但既登了门,便就是客人,不能一杯茶水都不让喝。所以,李妍命幸儿去厨房烧水奉茶。待茶泡好后,李妍则带着幸儿一起,带着茶水去了薛屹待客的花厅。
而这会儿,厅堂内,薛屹和韩跃二人皆神色凝重。
瞧见李妍过来,韩跃则道:“夫人来得正好。”他如今称呼李妍为“夫人”,而非再是从前的“二娘”,一则是对李妍的尊重,二则,也是有心想尽快与李家大娘撇清楚干系。
而听韩跃如此说,李妍便也问:“我来得正好?你们商量事情,与我何干?”
韩跃道:“今天的事儿,还真与夫人相干。”
因他神色严肃,又见薛屹这会儿也神色严肃……李妍不免心中也有所猜测。
“幸儿,你先下去。”李妍打发丫鬟走。
幸儿奉了茶后,便蹲身退了出去。
李妍捡了个薛屹旁边的位置,坐了下来。
韩跃则又当着李妍的面,把方才对薛屹说的话又再说了一遍。
韩跃是觉得这事儿十分离奇,但对李妍来说,她都是魂穿到别人身上的了,很多事情早就见怪不怪。甚至,是李娇娇夺了原身运势一事,她也早有所猜测。
但如今,原身已经放下了这里的一切,毫无怨念的离开了这个世界,李妍便也只想过好眼下自己的日子,不愿再平添是非。
所以,当韩跃说出这些话后,李妍反应却很平淡。
甚至,她怼韩跃道:“姐夫你这是在说什么啊?什么‘夺人运势’这样的话,实在荒谬。若这世间真有这样离奇的事儿,那那些权贵人家玩老百姓的命,岂不是轻轻松松?”
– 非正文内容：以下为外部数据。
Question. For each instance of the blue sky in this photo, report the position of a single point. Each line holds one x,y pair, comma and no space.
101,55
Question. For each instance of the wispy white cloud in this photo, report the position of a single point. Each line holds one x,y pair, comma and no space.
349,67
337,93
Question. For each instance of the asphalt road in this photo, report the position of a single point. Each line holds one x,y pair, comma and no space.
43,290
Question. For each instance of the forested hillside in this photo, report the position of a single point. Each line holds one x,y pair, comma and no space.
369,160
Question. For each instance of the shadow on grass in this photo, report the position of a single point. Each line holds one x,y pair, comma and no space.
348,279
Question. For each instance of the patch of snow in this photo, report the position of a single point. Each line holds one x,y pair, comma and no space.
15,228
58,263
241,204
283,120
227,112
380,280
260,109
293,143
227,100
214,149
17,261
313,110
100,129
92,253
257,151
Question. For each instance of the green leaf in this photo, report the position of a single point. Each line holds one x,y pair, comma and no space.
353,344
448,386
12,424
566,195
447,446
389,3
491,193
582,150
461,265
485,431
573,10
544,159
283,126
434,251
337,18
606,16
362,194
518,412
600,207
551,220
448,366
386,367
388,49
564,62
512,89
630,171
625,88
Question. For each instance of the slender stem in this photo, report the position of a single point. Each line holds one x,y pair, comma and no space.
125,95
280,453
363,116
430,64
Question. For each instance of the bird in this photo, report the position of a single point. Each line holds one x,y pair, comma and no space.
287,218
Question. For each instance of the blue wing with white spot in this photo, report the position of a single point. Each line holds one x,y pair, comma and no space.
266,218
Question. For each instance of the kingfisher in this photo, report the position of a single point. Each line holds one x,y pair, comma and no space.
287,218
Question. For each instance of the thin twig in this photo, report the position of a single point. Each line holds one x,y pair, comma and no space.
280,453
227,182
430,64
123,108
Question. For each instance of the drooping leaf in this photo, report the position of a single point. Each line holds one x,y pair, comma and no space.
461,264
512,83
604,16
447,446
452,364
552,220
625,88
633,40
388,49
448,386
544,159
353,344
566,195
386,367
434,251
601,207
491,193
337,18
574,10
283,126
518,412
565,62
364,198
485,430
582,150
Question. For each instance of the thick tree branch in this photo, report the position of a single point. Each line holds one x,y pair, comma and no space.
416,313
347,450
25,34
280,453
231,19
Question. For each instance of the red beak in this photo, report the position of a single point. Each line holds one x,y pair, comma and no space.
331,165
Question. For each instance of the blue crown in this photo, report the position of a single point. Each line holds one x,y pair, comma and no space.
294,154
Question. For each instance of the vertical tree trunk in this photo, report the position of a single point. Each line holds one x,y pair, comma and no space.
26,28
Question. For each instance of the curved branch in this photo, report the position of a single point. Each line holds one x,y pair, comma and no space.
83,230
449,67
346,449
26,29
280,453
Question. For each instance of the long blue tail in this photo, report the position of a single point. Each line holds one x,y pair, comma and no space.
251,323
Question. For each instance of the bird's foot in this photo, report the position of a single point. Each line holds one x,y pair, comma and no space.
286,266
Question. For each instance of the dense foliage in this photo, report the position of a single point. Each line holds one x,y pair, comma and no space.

身为读书人,的确不该说这些。可韩跃有自己的私心在,便也顾不得那许多了。
见李妍并未上自己的道儿,韩跃也不放弃,又说道:“当年令堂还在世时,我与夫人是见过面的。”从前韩跃是最不愿提起当年之事的,因为他与李家二娘当年有一桩婚约在。而他不会放着如花似玉的李大娘不要,却去娶李二娘。
但今时不同往日,情况不一样了。
虽他也并不想与李二娘再续前缘,但他却是不愿与李大娘再做夫妻。
而李妍见他提起当年之事,心中最是惶恐。毕竟,她并非是真正的李妍。
不过,心中惶恐,面上却尽力不显示出来。